Bitfarmer
Contributor
Contributor

Guest iSCSI NIC vmotion issues after upgrade to 5.0 up1

We have multiple 08r2 SQL servers, file servers and Exchange guests with internal iscsi connections to volumes on our EQ SAN.  Most guests have multiple nics with the EQ HIT kit loaded using MPIO.  Everything is the latest and greatest as far as EQ firmware, HIT kit version, etc.  Best practices are followed.  When we were on 4.1 I never had issues vMotioning these guests.  But since the upgrade to 5 I get random issues.  Some times when I vmotion a guest the iscsi nics will totally disconnect and I have to edit the guest, disconnect, reconnnect NICS and everything is fine.  Other times guests will lose their iscsi connection every few minutes and if I vmotion to another host the problem goes away.  The guest NIC for non iscsi traffic never has issues.  Hosts have been checked, config is good and identical between them all.  Switch config is good (Cisco 3750's).  All other guests vmotion with no issues.  It's a pretty standard setup, nothing fancy.  Have not upgraded guest NICs to VMXNET3, still all on 2, but I can't find anything that says I need to.

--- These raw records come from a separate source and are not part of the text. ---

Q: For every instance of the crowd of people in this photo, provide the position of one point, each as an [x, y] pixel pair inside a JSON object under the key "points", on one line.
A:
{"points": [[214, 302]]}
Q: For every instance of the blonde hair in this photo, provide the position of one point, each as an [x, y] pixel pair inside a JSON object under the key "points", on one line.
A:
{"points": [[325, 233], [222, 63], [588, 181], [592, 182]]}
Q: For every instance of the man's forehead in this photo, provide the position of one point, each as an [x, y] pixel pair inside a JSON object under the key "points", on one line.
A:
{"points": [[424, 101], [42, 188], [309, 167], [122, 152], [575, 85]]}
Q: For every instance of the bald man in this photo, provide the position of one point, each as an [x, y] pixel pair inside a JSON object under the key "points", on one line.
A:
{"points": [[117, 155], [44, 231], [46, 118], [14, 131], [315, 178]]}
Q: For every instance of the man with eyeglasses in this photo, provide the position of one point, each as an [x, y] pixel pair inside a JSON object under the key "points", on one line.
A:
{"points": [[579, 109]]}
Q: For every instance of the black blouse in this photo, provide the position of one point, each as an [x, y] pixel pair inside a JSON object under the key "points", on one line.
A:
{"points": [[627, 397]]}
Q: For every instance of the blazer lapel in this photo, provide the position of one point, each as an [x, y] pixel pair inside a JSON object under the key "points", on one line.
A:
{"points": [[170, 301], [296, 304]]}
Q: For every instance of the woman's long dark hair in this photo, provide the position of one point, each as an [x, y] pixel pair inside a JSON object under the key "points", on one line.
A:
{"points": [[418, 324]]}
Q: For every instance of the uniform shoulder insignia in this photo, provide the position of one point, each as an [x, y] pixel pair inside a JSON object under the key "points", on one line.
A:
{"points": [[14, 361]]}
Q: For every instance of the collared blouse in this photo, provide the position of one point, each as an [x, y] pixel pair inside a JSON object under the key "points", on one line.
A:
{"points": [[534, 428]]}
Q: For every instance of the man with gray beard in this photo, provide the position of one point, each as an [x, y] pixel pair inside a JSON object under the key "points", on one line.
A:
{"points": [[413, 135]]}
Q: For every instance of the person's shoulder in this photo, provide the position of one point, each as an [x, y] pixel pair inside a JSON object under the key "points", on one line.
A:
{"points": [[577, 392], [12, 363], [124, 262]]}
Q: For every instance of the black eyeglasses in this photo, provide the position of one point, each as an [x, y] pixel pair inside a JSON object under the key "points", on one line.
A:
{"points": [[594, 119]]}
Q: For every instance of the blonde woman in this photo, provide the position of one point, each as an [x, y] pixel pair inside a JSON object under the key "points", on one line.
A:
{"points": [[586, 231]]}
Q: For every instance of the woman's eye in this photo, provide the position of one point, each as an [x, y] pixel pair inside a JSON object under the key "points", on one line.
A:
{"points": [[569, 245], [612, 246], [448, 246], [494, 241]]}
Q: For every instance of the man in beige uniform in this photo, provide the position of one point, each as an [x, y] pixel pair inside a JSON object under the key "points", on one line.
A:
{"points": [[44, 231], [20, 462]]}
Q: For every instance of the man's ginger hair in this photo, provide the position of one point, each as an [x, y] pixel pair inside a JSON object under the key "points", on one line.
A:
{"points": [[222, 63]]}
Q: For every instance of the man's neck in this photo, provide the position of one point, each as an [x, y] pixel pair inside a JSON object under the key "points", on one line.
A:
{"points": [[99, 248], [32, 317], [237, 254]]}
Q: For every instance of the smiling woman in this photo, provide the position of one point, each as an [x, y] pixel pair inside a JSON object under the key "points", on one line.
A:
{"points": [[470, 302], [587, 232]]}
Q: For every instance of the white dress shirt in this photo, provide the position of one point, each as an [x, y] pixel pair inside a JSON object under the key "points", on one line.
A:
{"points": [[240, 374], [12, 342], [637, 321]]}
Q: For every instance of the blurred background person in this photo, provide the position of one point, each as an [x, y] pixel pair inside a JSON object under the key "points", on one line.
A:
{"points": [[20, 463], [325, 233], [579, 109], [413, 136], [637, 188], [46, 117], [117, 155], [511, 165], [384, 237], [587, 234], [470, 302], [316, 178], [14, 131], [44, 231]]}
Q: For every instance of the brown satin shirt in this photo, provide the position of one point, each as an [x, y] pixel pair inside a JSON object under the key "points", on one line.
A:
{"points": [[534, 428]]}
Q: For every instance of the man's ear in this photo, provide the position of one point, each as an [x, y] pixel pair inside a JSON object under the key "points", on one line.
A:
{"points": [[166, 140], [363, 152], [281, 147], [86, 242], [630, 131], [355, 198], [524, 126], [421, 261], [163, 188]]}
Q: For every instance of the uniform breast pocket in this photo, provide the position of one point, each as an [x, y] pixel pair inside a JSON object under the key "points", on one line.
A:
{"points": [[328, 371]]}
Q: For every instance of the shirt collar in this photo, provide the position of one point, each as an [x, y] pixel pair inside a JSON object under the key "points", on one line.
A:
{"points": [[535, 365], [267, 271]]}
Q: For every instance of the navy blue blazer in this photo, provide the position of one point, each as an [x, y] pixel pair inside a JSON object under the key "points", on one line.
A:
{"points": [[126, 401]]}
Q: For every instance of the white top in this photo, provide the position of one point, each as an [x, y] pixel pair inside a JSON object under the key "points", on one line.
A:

Things that are different.

- EQ multipath driver is loaded on the hosts, followed best practice setup for that from EQ

- Hosts are brand new dell 620's with ESX installed from scratch.

Just wondering if someone else has experienced this and there's something obvious my searching isn't diggin up.

Thanks

Tags (3)
0 Kudos
6 Replies
jfrappier
Enthusiast
Enthusiast

Is all traffic (VM, vMotion, Managment, iSCSI) all going through the same 3750?  Have you tried setting up a test VM using VMXNET3 drivers?

0 Kudos
Bitfarmer
Contributor
Contributor

They are all spread across multiple 3750's in my core stack.  No, that was my next step if no one could offer up anything simpler.

0 Kudos
jfrappier
Enthusiast
Enthusiast

How much memory is in the VMs?  Are you seeing any packets/pings drop during vMotion?  Wondering if the final memory cut over is just taking a smidge longer than it can handle.  Also VM Tools/Hardware versions updated now that you are on ESXi 5?

I think it would be useful to see a VM with similar resource allocation but updated go through a vMotion.

0 Kudos
Bitfarmer
Contributor
Contributor

8-12 gig or RAM.  I'll maybe get one ping drop or a long ms response time when the guest moves.  But it's not the guest network thats having issues, it's just the guest iSCSI NICs that are either dropping totally or repeatedly losing connections every few minutes.  Tools were updated immediatly after being moved to new hosts.

0 Kudos
jfrappier
Enthusiast
Enthusiast

The thought process behind the ping question wasn't questiong the guest network, rather, I am wondering if the switch over phase is taking to long and causing the HBAs to lose connection to the storage (see http://www.vmware.com/files/pdf/vmotion-perf-vsphere5.pdf).

0 Kudos
alexherweyer2
Contributor
Contributor

We are experiencing the same issue after upgrading to 5.0 update 1. We never had issues before this. Dell R610 ESXi hosts with Equalogic SAN and Dell powerconnect switches. After VMotion, I sometimes cannot ping servers. There doesn't seem to be any consistency behind the problem. I've upgraded VMware tools and we use VMXNET3 adapters.

0 Kudos